The primary endpoint was the proportion of patients experiencing ≥ 1 flare during phase 3 with a pre-specified margin of < 8% difference indicative of non-inferiority. Secondary endpoints included: efficacy/tolerability in CKD stage 3, the proportion achieving SU < 6 mg/dl at the end of phase 2, and serious adverse events (SAE). 

Key findings include:

  • Characteristics of the 940 patients with gout (n=21 sites) receiving at least 1 dose of study medication.
  • Overall, 20% withdrew prior to completion with similar proportions by treatment arm.
  • During phase 3, 35% of patients treated with allopurinol had ≥ 1 flare compared to 42% of participants treated with febuxostat.
  • 80% of patients achieved SU < 6.0 mg/dl (92% achieved SU < 6.8 mg/dl) during phase 2 with no difference according to ULT treatment.
  • There were no treatment differences in SAEs (including percent of patients with cardiovascular events) in those with or without CKD.

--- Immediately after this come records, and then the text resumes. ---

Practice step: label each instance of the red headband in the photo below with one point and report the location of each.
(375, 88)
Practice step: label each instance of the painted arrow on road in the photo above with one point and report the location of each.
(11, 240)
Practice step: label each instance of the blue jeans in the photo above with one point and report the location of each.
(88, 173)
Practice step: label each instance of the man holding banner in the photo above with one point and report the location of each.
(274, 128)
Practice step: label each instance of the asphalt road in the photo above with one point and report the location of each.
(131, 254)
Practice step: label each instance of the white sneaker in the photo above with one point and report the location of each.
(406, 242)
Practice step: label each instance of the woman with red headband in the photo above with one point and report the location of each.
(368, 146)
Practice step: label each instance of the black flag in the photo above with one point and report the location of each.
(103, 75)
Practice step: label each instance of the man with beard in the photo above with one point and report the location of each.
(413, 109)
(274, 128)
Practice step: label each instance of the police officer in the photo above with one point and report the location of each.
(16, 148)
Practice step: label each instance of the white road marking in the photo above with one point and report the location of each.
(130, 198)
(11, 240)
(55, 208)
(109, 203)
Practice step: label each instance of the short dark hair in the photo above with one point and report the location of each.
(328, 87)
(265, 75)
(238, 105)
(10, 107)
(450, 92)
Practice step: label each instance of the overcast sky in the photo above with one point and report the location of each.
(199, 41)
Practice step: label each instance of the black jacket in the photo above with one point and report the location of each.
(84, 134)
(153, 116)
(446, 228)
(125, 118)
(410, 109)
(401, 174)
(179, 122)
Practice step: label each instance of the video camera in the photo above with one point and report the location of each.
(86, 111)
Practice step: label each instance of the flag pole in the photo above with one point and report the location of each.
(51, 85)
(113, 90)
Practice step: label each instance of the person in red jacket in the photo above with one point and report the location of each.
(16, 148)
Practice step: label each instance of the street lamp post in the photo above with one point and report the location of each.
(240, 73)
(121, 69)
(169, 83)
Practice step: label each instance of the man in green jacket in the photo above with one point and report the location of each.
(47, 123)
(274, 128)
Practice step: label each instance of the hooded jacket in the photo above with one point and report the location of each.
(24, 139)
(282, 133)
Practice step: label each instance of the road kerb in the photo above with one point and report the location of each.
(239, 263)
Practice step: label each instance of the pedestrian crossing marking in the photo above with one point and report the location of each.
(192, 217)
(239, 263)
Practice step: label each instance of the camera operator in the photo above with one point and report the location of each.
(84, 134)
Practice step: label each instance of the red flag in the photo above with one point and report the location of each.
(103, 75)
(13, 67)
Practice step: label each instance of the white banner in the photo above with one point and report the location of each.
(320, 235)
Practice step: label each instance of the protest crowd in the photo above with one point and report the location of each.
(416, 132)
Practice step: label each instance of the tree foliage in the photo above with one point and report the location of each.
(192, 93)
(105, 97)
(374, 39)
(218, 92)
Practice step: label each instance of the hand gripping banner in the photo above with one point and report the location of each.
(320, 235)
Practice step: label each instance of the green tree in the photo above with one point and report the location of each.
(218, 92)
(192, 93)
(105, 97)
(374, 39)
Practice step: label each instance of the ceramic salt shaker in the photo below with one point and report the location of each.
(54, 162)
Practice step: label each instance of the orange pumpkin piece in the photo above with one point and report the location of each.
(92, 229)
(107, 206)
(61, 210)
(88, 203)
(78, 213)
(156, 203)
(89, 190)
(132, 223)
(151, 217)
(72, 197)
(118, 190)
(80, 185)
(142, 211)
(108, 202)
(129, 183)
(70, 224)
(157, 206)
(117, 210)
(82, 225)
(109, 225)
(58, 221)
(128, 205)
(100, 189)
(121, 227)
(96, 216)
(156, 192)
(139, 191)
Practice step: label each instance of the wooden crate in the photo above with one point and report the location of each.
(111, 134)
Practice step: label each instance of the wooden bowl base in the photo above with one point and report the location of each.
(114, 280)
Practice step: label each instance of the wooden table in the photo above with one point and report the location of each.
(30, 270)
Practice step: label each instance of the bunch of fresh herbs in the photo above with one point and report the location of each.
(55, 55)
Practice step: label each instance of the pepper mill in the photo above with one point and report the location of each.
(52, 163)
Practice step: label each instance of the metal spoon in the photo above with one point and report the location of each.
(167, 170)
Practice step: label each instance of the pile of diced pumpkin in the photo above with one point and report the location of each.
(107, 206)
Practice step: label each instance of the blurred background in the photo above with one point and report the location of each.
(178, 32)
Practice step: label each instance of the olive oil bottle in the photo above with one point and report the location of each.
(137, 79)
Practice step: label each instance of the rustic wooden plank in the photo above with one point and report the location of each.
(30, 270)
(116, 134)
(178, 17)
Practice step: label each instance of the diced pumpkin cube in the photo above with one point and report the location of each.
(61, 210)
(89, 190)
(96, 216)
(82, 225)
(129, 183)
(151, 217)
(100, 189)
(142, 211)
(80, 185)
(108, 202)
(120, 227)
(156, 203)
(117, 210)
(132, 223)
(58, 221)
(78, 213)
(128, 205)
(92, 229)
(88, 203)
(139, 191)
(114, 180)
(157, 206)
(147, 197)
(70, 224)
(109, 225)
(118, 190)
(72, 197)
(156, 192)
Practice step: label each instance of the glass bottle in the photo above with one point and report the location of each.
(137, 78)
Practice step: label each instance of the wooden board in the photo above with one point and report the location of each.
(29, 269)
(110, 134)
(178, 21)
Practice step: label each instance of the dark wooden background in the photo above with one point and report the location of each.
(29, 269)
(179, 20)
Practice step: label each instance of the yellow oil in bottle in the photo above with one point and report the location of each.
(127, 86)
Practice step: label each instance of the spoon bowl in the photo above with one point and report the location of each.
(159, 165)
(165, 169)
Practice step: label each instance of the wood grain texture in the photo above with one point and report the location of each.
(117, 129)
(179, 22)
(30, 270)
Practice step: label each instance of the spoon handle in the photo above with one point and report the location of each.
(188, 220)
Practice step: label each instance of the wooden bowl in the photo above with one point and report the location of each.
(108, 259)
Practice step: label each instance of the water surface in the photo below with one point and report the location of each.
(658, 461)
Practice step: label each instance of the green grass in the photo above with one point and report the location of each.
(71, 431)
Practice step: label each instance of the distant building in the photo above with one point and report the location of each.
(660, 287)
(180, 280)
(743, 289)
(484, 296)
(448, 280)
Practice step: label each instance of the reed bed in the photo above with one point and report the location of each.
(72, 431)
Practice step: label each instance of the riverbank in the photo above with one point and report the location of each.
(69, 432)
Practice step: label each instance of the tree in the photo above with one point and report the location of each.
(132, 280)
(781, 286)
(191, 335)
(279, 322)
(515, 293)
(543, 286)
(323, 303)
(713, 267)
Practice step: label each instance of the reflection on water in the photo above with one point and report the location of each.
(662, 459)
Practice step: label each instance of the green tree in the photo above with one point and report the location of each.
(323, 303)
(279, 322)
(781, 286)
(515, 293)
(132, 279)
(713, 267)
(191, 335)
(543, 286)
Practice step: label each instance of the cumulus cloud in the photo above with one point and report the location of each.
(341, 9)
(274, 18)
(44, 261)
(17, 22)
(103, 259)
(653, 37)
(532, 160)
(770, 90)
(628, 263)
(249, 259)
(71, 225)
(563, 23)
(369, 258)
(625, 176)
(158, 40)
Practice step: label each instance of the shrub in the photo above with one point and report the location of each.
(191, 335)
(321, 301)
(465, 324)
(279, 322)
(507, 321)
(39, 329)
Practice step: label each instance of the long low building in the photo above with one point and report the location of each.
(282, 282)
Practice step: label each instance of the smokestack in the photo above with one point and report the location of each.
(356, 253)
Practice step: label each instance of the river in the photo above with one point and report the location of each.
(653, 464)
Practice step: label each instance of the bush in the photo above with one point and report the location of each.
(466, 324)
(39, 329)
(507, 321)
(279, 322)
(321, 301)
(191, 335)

"There was no evidence of increased cardiovascular toxicity with febuxostat compared to allopurinol," the researchers wrote. "Moreover, the comparative efficacy and safety of these two agents extended to patients with CKD stage 3, highly relevant as nearly one in every two gout patients suffers from renal insufficiency."


O'Dell J, Neogi T, Pillinger M, Palevsky P, Newcomb J, Brophy M, Wu H, Davis-Karim A, Ferguson R, Pittman D, Terkeltaub R, Cannella A, England B, Helget L, Mikuls T, Taylor T. Urate Lowering Therapy in the Treatment of Gout: A Multicenter, Randomized, Double-blind Comparison of Allopurinol and Febuxostat Using a Treat-to-Target Strategy [abstract]. Arthritis Rheumatol. 2021; 73 (suppl 10). Accessed November 16, 2021.